A virtual instance of the MFG Primary Server was booted and went live. The engineer replaced the onsite ADSL2+ modem to allow connection to the remote virtual server instance, and the network switch to allow connections internally for staff to use. The overall network configuration was altered to look like this:
It was confirmed emails and data were now available to all remote staff members, as well as to users on the Internal MFG Network. This phase of the DRP protocol was completed at 3:15pm, less than 2hrs after the initial incident was reported. Whilst the performance of the temporary virtual server instance in the DataCentre is reasonably slow (when compared to a physical onsite server) it did allow access to all emails and data within a very short timeframe, ensuring that the disruption to MFG day-to-day operations was minimal.
Now that MFG could operate as per normal (albeit at slower data transfer speeds) the final phase of the DRP was initiated. Replacement IBM hardware was procured by CCSiT and installed less than two weeks following. A recent backup of data from the DataCentre was retrieved and restored to the new Primary MFG Server. For all intents and purposes, the MFG network was now restored to 100% operational capability. Backups using the Veeam backup and recovery system re-initiated as per the original configuration.
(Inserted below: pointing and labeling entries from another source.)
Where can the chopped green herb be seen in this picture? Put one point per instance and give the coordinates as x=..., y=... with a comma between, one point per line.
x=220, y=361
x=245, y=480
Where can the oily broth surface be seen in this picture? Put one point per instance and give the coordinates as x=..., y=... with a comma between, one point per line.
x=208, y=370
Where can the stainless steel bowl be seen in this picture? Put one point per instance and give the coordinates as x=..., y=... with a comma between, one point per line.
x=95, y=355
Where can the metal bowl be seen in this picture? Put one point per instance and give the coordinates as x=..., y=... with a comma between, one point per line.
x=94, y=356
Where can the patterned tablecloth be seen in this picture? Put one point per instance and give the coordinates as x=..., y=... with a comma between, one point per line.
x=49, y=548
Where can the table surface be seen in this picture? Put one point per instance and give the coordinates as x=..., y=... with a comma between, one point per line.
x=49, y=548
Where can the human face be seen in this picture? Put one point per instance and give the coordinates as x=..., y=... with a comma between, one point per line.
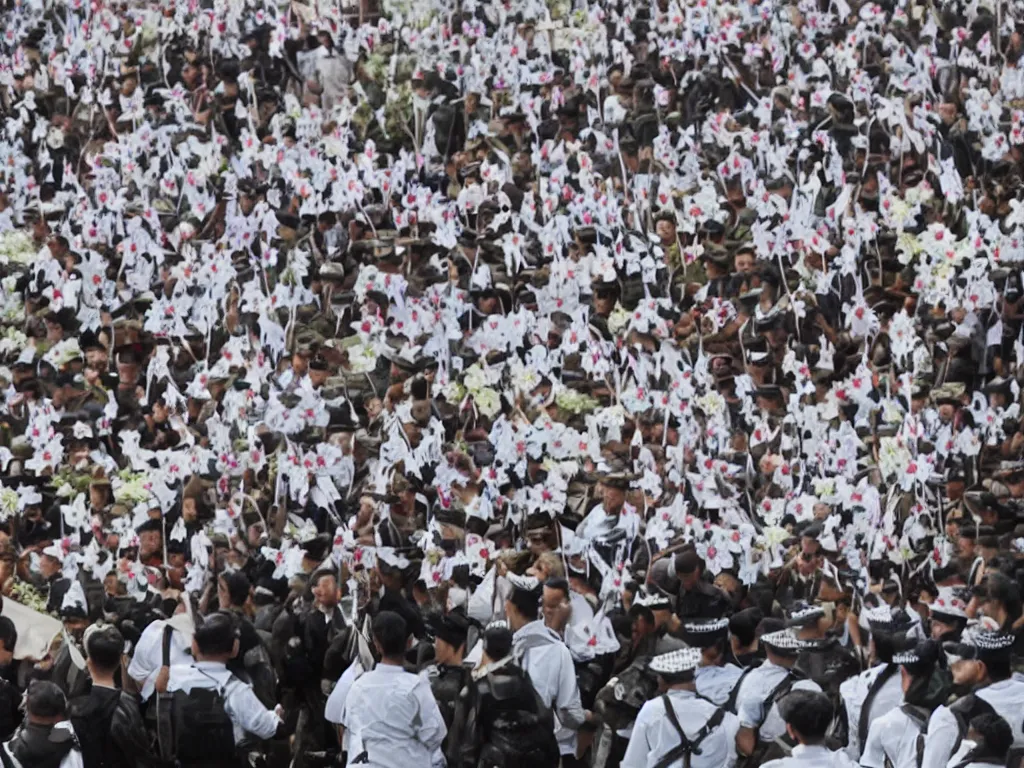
x=556, y=608
x=326, y=592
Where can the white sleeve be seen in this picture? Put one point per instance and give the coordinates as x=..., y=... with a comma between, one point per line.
x=637, y=749
x=942, y=733
x=336, y=701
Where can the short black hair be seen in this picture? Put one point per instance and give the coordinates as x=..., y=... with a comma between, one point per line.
x=498, y=642
x=525, y=601
x=239, y=586
x=557, y=583
x=688, y=561
x=45, y=699
x=8, y=634
x=809, y=712
x=104, y=647
x=216, y=635
x=994, y=731
x=391, y=633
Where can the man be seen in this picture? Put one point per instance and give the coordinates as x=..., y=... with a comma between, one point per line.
x=546, y=658
x=807, y=715
x=697, y=598
x=896, y=737
x=46, y=739
x=389, y=714
x=449, y=674
x=878, y=690
x=757, y=699
x=213, y=711
x=10, y=697
x=107, y=720
x=981, y=664
x=715, y=679
x=679, y=725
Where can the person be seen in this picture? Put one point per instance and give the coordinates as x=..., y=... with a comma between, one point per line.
x=896, y=737
x=546, y=658
x=449, y=675
x=10, y=697
x=807, y=715
x=46, y=738
x=876, y=691
x=214, y=713
x=757, y=700
x=499, y=717
x=989, y=741
x=108, y=720
x=679, y=725
x=981, y=665
x=390, y=715
x=697, y=598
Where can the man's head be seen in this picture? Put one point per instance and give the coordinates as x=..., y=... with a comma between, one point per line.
x=45, y=702
x=390, y=635
x=103, y=647
x=555, y=604
x=8, y=639
x=521, y=606
x=232, y=590
x=325, y=587
x=216, y=639
x=807, y=715
x=689, y=568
Having invested the time and budget to prepare for a disaster – prior to actually experiencing a disaster – allowed MFG to enjoy the following benefits;
- The operational capacity was off-line for a total of only 2 hours after complete disaster struck,
- The disaster became a step by step process rather than a frenzied panic,
- ‘Suitable’ rather than ‘Available’ replacement hardware was purchased,
- There was no reliance on having to contact one key person to make decisions, and
- Not a single item of data was lost.
The investment allocated by MFG towards an appropriate DRP was realised in just one implementation of the recovery features. According to the CEO, that is not the best part.
In conclusion, whilst investing in a suitable DRP may seem to be an exorbitant ‘insurance’ against an unlikely disaster, the cost of not investing in, and regularly testing and maintaining a DRP, could be catastrophic. It is highly recommended to any corporate entity that relies on electronic data storage that they invest in a suitable DRP without further delay.